Одной из основных жалоб, которую можно услышать на приеме у доктора – ломота или боль в костях. Внезапная или хроническая ноющая болезненность может стать последствием травм, инфекционных заболеваний или патологий основного характера.
Нередко неприятное болевое чувство появляется у метеочувствительных людей. Особенно внимательно нужно отнестись к подобному симптому у людей после 60 лет, когда дегенерация костной ткани может стать закономерным процессом.
Человеческий скелет насчитывает более двухсот костей, соединенных в одно целое при помощи соединительной ткани. От здоровья костной системы зависит состояние всех органов и систем организма.

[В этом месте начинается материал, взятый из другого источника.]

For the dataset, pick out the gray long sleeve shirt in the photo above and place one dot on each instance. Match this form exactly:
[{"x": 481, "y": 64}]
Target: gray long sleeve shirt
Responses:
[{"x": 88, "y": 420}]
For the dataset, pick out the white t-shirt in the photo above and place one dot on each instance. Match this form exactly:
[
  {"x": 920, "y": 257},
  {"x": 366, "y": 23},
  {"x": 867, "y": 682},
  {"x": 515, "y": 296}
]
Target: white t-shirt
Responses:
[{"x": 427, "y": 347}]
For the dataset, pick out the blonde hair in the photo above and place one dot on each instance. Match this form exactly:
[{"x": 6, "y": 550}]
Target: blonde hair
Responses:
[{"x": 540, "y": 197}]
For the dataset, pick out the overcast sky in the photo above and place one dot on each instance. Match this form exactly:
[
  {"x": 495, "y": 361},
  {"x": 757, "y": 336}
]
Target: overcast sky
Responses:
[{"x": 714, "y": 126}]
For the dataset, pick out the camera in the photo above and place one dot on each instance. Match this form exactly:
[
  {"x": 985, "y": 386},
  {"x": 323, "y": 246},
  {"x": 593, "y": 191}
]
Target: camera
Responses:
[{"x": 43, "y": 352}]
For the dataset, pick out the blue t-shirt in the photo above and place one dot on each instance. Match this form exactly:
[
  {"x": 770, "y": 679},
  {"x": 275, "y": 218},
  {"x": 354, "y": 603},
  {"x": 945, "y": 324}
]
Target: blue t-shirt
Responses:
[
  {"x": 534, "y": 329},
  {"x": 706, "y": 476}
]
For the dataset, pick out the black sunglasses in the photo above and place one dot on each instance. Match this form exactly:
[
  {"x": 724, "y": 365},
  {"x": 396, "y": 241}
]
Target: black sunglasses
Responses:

Деформационные изменения различного характера могут повлиять не только на походку или осанку человека, но и вызвать сбои в работе сердца или центральной нервной системы.
Причины
Боль в костях – полиэтиологический симптом. Болевая реакция может поражать любую части тела человека. Дискомфортные ощущения становятся результатом неправильного питания или опасного заболевания, которое не зависит от образа жизни.
К основным причинам боли в костях относят следующие факторы:
- Перегрузка опорно-двигательного аппарата во время занятий фитнесом. Такое явление появляется у нетренированных людей, которые внезапно решили заняться спортом, или при непривычно повышенной нагрузке на кости и суставы.
- Дефицит микроэлементов (магния, кальция) и витаминов группы B, D.
- Малоподвижный образ жизни, ожирение.
- Травматизм стоит на одном из первых мест при появлении болевой реакции. Повреждения с нарушением анатомической целостности тканей или без него являются источником синдрома, который может отличаться по силе и длительности.
- Патологические изменения, связанные с воспалительными или инфекционными процессами с вовлечением костной ткани.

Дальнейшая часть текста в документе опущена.